We're still in the early days of big data and a lot of the focus continues to be on use cases and figuring out how to get value from the technology and the data. Many of the use cases involve customer data or personal data in some way. And as is typical in these early days, secondary considerations are often glossed over until they become critical. One of those considerations, particularly for big data, is privacy. Companies tend to look at grabbing data and extracting value from data and we technology practitioners are happy to help them. But it's not always clear if the companies collecting personal data should be using all of that data and if they do, how they should involve consumers. I think it's our duty, as practitioners and enablers of big data, to be knowledgeable on privacy issues and address privacy in big data endeavors.
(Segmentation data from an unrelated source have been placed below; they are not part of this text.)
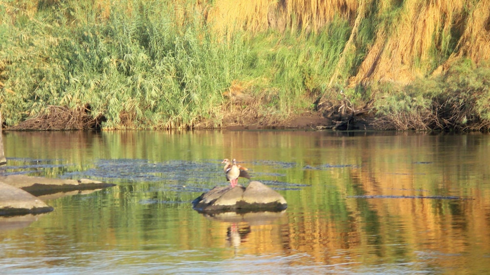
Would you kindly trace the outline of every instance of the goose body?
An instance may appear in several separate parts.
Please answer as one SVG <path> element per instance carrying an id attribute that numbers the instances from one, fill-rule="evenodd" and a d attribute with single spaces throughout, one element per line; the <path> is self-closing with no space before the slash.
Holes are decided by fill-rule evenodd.
<path id="1" fill-rule="evenodd" d="M 232 187 L 235 187 L 238 184 L 238 178 L 240 177 L 250 179 L 250 176 L 247 172 L 248 169 L 237 164 L 237 160 L 233 159 L 230 162 L 228 159 L 224 159 L 221 163 L 224 164 L 223 170 L 226 176 L 226 180 L 230 182 Z"/>

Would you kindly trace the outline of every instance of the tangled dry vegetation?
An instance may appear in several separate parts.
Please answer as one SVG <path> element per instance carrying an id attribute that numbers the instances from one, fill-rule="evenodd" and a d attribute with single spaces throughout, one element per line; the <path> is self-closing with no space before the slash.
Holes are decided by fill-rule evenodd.
<path id="1" fill-rule="evenodd" d="M 49 106 L 32 118 L 9 128 L 14 130 L 89 130 L 100 127 L 103 118 L 90 116 L 90 107 L 70 109 L 65 106 Z"/>

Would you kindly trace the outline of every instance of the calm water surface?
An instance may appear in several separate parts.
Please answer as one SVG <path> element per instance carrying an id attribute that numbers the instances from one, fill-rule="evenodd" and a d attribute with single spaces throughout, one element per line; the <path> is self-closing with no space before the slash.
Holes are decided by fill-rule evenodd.
<path id="1" fill-rule="evenodd" d="M 4 173 L 117 186 L 0 218 L 1 274 L 490 272 L 489 135 L 7 132 L 4 142 Z M 193 210 L 228 184 L 224 158 L 283 195 L 285 212 Z"/>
I was encouraged when I attended the Strata+Hadoop conference recently because there was a track on Law, Ethics, and Open Data. It wasn't the hottest topic at the event but it was fairly well attended indicating that others are thinking about this too. Intuit did one of the presentations and talked about how they have brought their legal and data science teams together, and even though it sounds counterintuitive (pun intended), this marriage of legal and tech is helping them drive innovation. Check out their presentation here.
Intuit looked at how they were handling customer data across all of their products and there was considerable inconsistency because they had been making those decisions in isolation for each product. In their new approach, they established their mission to democratize the data for the benefit of the customer and then they defined data stewardship principles that teams could use to guide decision making.
This should be a familiar approach to us in the engineering world. As a former consultant, some of the best projects I have been involved in established guiding principles at the outset that helped the project team stay focused and allowed decisions to be made more quickly and effectively.
That raises the question of what the guiding principles around a big data solution should be. I don't think there is any one answer that fits all situations but I do think there are some common themes that deserve further exploration.